Lennon, 17, a senior at Hampton Bays High School, regularly speaks to her classmates about the dangers of drug and alcohol abuse by using examples from her own life. Lennon’s father, a former high school art teacher and lifeguard, died last year after struggling with alcohol and drug addiction. Living through that experience spurred her to become more active in the Hampton Bays community, helping educate others who may be struggling with substance abuse in their own families.

“Addiction starts as a choice, but … it kind of takes over,” she said. “You can hate the disease but still love the person.”

Lennon developed an anti-drug program called “Addiction Is A Disease! Stop the Stigma!” to speak regularly to health classes in her high school, urging classmates to seek help for friends or family members who suffer from addiction.
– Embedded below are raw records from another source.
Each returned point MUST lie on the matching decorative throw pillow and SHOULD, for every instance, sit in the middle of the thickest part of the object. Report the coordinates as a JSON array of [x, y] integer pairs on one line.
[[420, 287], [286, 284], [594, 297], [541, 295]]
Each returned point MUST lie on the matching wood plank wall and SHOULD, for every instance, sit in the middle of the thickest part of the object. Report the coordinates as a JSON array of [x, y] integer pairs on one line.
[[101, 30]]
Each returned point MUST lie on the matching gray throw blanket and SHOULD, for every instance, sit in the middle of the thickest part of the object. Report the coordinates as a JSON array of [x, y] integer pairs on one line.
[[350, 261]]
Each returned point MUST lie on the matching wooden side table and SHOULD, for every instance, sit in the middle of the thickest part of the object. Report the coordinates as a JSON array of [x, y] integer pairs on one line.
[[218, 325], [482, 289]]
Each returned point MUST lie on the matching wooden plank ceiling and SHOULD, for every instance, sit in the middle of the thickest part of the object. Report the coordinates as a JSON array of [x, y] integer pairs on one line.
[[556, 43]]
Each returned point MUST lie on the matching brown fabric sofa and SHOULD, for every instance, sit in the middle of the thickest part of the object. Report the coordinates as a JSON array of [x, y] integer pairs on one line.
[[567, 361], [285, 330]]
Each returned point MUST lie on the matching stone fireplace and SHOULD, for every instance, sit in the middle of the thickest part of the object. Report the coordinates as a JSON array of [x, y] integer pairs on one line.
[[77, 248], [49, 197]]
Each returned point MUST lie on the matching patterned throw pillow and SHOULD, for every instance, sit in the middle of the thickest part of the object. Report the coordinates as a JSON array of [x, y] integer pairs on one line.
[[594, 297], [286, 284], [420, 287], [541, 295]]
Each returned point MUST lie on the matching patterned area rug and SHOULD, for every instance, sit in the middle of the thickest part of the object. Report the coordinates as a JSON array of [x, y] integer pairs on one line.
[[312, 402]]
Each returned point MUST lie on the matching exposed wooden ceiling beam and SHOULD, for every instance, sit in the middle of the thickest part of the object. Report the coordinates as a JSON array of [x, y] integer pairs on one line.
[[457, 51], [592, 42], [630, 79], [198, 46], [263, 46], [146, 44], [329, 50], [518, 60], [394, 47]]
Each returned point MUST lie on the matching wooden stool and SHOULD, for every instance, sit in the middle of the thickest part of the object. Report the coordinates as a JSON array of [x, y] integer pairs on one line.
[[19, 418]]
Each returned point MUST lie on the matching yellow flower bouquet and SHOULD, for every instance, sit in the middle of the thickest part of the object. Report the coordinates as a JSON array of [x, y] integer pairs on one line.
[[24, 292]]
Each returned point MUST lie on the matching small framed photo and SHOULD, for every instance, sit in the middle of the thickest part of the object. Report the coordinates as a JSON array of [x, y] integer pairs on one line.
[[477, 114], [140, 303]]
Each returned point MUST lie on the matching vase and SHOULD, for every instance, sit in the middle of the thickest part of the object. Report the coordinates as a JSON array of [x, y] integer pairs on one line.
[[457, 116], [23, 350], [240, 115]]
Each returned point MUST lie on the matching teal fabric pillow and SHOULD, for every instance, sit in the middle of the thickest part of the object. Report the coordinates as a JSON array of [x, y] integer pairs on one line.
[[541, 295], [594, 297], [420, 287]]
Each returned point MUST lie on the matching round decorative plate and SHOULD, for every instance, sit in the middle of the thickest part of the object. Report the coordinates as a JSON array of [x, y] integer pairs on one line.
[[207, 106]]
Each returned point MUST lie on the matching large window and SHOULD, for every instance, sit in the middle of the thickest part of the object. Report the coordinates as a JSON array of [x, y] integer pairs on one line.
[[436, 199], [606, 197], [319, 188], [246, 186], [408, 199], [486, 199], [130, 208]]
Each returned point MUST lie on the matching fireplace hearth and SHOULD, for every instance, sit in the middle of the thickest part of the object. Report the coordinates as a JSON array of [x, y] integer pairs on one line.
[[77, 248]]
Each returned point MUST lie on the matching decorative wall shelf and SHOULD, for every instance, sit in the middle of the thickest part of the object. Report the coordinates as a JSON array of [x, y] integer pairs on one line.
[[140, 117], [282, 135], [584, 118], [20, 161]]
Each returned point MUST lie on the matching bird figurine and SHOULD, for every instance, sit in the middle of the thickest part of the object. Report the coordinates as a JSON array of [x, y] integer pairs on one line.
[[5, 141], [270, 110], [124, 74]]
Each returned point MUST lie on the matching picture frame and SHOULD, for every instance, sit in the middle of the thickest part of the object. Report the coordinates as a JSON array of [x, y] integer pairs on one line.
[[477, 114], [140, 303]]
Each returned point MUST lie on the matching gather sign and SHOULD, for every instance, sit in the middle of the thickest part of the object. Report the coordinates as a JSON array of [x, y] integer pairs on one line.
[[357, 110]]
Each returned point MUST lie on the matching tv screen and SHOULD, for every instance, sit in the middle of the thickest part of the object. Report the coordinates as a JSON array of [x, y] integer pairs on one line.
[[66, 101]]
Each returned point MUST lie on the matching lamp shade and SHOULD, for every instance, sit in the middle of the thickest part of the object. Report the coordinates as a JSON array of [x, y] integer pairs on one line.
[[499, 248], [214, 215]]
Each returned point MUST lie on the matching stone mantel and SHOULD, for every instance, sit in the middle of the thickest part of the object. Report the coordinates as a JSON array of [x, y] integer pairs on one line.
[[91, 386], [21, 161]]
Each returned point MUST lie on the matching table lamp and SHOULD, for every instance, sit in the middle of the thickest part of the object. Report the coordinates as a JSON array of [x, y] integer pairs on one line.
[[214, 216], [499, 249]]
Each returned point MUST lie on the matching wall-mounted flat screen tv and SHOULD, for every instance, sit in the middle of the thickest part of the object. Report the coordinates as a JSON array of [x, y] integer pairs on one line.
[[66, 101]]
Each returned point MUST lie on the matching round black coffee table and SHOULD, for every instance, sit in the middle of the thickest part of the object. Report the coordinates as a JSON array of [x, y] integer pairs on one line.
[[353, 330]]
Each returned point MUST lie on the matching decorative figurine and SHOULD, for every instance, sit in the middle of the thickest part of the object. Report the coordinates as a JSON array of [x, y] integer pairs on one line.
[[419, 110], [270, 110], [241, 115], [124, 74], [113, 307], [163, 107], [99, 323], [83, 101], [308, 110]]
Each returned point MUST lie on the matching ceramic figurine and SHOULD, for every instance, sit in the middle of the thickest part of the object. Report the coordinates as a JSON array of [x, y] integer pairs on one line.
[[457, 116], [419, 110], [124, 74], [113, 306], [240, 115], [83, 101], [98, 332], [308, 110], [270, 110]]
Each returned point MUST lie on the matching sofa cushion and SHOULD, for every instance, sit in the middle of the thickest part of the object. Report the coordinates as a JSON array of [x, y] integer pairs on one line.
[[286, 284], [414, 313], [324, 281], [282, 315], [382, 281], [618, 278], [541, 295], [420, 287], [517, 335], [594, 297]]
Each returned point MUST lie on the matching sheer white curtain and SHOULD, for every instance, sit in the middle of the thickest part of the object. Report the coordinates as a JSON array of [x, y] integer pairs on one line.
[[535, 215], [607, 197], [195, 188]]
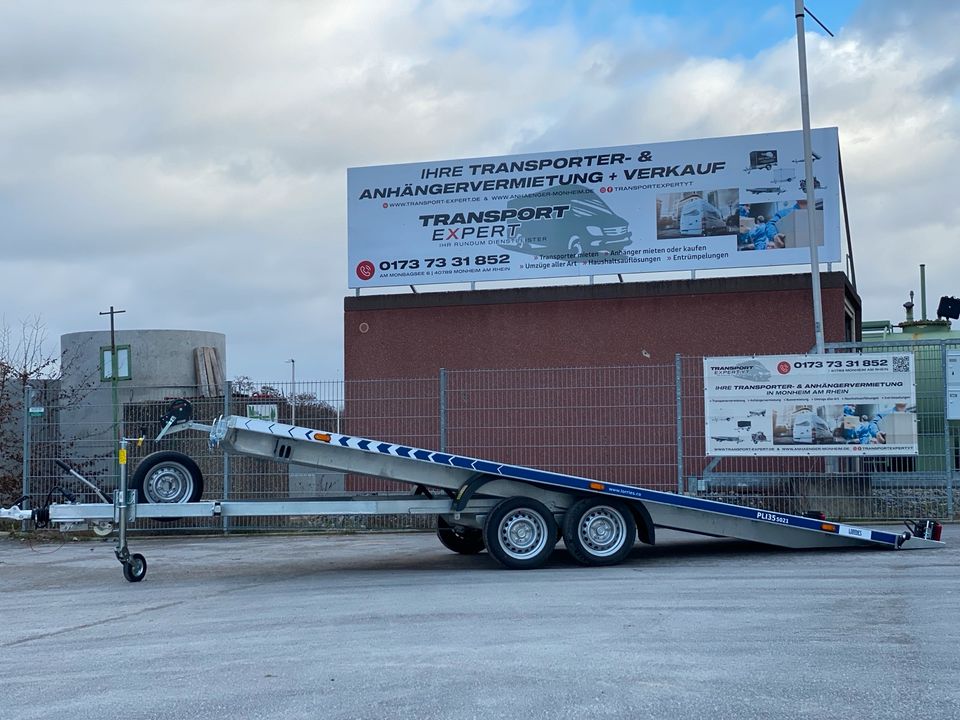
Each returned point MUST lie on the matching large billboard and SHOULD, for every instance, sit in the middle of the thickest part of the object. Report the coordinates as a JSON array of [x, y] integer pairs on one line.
[[840, 404], [693, 205]]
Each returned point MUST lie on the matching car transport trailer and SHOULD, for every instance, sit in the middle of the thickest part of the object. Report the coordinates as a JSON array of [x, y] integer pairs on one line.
[[516, 513]]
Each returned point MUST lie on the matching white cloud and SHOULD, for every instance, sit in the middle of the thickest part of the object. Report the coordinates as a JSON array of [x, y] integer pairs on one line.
[[186, 161]]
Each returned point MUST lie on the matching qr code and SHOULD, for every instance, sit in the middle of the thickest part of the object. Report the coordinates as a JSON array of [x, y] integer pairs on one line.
[[901, 363]]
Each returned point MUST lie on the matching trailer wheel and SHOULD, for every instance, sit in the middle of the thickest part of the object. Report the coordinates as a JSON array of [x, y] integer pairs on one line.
[[520, 533], [136, 568], [598, 531], [167, 477], [463, 540]]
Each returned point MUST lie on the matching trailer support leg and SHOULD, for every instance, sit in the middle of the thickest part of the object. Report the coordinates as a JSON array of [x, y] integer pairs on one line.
[[124, 509]]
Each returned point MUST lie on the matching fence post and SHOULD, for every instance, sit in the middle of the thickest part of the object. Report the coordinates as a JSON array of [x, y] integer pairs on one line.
[[947, 447], [27, 402], [678, 375], [227, 396], [443, 409]]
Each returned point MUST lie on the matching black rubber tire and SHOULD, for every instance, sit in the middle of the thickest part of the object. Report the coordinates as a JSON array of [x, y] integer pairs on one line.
[[136, 569], [167, 477], [520, 533], [463, 540], [599, 531]]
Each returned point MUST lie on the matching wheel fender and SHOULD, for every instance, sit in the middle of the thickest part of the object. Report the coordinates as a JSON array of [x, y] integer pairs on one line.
[[645, 529]]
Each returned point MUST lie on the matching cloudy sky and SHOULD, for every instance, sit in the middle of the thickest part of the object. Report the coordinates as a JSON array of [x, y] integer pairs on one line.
[[186, 161]]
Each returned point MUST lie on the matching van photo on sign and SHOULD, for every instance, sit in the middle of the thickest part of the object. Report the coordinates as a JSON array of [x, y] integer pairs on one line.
[[588, 228]]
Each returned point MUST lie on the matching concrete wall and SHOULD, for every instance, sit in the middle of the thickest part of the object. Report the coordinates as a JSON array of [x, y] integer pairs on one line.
[[162, 365]]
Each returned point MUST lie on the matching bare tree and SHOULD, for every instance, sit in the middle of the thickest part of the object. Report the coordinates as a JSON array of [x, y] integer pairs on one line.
[[24, 362]]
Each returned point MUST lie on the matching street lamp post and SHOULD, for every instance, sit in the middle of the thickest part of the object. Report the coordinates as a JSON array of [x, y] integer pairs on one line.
[[293, 391], [808, 174]]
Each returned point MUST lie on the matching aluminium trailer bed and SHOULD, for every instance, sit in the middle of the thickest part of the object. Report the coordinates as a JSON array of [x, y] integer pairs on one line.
[[516, 513]]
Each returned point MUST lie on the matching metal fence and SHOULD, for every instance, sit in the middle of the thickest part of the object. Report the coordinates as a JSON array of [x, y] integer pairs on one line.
[[641, 425]]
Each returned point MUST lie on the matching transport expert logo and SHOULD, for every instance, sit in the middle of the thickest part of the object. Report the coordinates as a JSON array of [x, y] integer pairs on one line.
[[365, 270]]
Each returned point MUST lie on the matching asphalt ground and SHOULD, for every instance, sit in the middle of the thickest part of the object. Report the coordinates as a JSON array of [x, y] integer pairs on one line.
[[396, 626]]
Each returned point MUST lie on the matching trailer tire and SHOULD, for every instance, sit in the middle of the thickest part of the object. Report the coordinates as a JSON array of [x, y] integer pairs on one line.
[[463, 540], [167, 477], [599, 531], [136, 568], [520, 533]]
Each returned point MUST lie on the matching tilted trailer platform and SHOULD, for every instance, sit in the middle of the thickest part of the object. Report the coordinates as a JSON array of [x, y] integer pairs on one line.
[[516, 513]]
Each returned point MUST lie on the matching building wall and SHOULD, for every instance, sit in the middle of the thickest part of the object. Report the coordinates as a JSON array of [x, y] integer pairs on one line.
[[162, 364], [396, 336]]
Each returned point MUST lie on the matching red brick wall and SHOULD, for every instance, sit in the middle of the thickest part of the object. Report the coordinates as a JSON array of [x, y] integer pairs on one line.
[[397, 336]]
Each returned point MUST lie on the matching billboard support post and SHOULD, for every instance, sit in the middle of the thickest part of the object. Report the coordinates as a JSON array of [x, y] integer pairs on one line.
[[810, 180]]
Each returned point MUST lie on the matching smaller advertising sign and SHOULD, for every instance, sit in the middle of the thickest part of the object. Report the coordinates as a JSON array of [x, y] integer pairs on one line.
[[842, 404]]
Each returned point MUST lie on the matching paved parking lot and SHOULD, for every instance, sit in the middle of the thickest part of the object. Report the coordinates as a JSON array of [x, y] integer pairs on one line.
[[395, 626]]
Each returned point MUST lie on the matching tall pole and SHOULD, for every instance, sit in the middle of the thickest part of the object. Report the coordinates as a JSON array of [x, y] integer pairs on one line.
[[114, 369], [293, 391], [808, 173]]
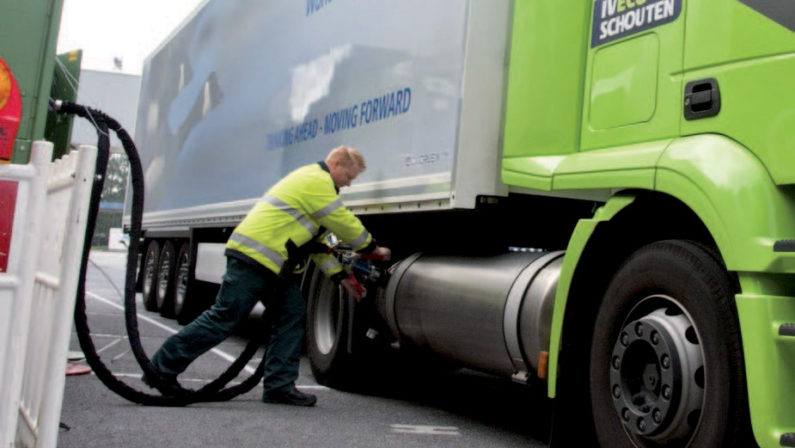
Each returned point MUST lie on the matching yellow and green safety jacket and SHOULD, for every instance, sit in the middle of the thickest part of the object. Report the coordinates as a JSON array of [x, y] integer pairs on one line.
[[300, 209]]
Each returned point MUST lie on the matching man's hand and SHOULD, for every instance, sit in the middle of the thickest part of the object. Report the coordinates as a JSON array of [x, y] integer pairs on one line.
[[354, 288], [382, 253]]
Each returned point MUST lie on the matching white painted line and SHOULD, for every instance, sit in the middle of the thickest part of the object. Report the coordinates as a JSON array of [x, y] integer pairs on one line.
[[426, 430], [198, 380], [227, 357], [312, 387], [109, 345]]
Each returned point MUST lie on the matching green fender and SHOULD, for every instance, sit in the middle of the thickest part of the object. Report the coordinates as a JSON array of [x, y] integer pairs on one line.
[[728, 188]]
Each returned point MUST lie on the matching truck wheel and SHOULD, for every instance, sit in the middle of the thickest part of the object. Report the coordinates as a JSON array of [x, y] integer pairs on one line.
[[666, 356], [165, 280], [149, 275], [182, 307], [327, 334]]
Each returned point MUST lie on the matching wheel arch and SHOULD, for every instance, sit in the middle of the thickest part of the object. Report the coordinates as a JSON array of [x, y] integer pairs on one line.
[[597, 249]]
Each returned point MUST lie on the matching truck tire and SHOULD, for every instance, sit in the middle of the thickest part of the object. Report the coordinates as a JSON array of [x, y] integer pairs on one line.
[[183, 306], [149, 275], [164, 291], [666, 362], [327, 332]]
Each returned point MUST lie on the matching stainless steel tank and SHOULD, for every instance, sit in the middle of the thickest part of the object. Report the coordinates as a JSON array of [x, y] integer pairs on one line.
[[489, 313]]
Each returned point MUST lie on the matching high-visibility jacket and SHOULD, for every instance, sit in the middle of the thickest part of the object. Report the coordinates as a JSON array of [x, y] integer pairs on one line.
[[299, 209]]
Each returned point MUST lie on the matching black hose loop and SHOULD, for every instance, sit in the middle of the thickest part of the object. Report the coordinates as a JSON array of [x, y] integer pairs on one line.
[[214, 391]]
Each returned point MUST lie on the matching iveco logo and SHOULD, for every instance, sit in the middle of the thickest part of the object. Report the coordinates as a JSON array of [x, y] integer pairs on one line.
[[780, 11]]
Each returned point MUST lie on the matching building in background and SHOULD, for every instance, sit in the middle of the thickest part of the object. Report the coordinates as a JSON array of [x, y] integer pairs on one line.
[[116, 94]]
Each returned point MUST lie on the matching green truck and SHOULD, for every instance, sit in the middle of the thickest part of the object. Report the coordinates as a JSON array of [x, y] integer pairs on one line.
[[28, 36], [593, 196]]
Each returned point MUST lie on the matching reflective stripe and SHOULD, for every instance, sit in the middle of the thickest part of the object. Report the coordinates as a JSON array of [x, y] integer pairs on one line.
[[361, 240], [258, 247], [327, 266], [296, 214], [327, 210]]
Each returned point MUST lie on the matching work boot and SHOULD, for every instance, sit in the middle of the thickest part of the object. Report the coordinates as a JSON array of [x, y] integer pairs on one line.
[[291, 396], [166, 384]]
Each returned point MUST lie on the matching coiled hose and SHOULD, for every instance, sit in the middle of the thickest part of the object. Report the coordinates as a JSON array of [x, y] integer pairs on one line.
[[213, 391]]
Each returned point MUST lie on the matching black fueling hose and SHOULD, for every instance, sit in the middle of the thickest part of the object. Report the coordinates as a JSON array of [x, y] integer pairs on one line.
[[213, 391]]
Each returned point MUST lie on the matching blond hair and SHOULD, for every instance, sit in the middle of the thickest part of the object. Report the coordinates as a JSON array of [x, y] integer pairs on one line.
[[346, 156]]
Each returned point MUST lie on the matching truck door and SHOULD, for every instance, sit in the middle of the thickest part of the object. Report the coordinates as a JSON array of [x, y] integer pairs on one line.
[[633, 79]]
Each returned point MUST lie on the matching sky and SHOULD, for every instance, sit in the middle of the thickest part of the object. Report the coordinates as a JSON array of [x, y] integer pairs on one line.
[[125, 29]]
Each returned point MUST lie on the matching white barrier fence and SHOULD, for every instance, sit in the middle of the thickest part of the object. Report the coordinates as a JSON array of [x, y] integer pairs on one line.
[[43, 209]]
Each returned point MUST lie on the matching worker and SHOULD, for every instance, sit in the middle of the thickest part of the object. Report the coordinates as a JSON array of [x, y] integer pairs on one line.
[[262, 254]]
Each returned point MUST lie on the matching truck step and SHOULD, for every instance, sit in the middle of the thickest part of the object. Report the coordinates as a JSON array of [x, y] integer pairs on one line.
[[784, 246], [787, 329]]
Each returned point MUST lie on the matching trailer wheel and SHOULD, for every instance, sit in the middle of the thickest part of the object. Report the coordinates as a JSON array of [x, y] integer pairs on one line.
[[327, 334], [182, 308], [149, 275], [666, 356], [165, 280]]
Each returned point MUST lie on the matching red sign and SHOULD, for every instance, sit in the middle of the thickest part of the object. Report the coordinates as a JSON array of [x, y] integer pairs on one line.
[[8, 202], [10, 112]]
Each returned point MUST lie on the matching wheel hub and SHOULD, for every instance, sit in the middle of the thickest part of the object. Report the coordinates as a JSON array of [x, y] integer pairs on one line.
[[657, 375]]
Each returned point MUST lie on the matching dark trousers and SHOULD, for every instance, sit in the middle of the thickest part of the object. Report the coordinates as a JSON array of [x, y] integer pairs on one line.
[[241, 288]]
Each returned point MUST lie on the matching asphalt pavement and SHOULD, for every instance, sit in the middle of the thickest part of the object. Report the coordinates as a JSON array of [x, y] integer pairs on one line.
[[439, 409]]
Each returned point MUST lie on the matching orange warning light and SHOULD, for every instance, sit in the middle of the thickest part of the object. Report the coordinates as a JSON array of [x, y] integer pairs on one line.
[[10, 111]]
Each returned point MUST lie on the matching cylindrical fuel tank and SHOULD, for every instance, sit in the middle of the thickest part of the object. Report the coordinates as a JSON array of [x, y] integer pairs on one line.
[[489, 313]]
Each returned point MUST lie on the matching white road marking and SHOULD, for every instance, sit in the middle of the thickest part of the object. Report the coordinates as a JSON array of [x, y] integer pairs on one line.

She begins sessions by playing the song "Unsteady," by X Ambassadors, a song she said aligns with the themes of addiction she discusses. Lennon said the program is therapeutic for her and enables her to use her experience to help others.

“It makes me feel better to get it out instead of keeping it in,” she said. “And giving awareness to people, too, which is a good thing.”

Lennon was one of seven students in the county to win a Suffolk County PAL Youth Citizenship award for her presentations; she also was awarded a Suffolk County PAL Youth Achievement award.

Aside from educating students about addiction, Lennon manages her school’s varsity cheerleading team alongside coach Katie Drohan. (Lennon had been a member of the squad until knee surgery in her freshman year prevented her from continuing.) As student manager, she helps take notes, plays music during practices and assists Drohan.

“I see her as a very gritty young woman,” Drohan said. “[For] a girl so young to have gone through such an experience and to be willing to share that with the world and with people in order to help them is, to me, something that not many adults would do." 

Drohan, who has known Keeley throughout her high school career, said she was also impressed by Keeley's eagerness to not only be a member of the varsity squad, but to work with younger students as a volunteer coach in the district’s PAL youth cheerleading program.

Lennon said she plans to major in biology and minor in addiction studies in college so she can continue to help others to understand the dangers of addiction.

“She really has those leadership skills where she goes out and uses her voice and uses her knowledge to really help out people in her community,” Drohan said.

HIGHER ED: Lennon will attend Suffolk County Community College and major in biology; ultimately she would like to become an orthopedic surgeon. 

FRESHMAN YEAR: "I guess I’m most looking forward to making new friends and new experiences. It’s exciting because I can experience new things going into the real world.”

IF I RULED THE WORLD “There have been so many deaths recently regarding drugs, so if the medical profession can slowly cut down on prescriptions … then maybe less people would get addicted.”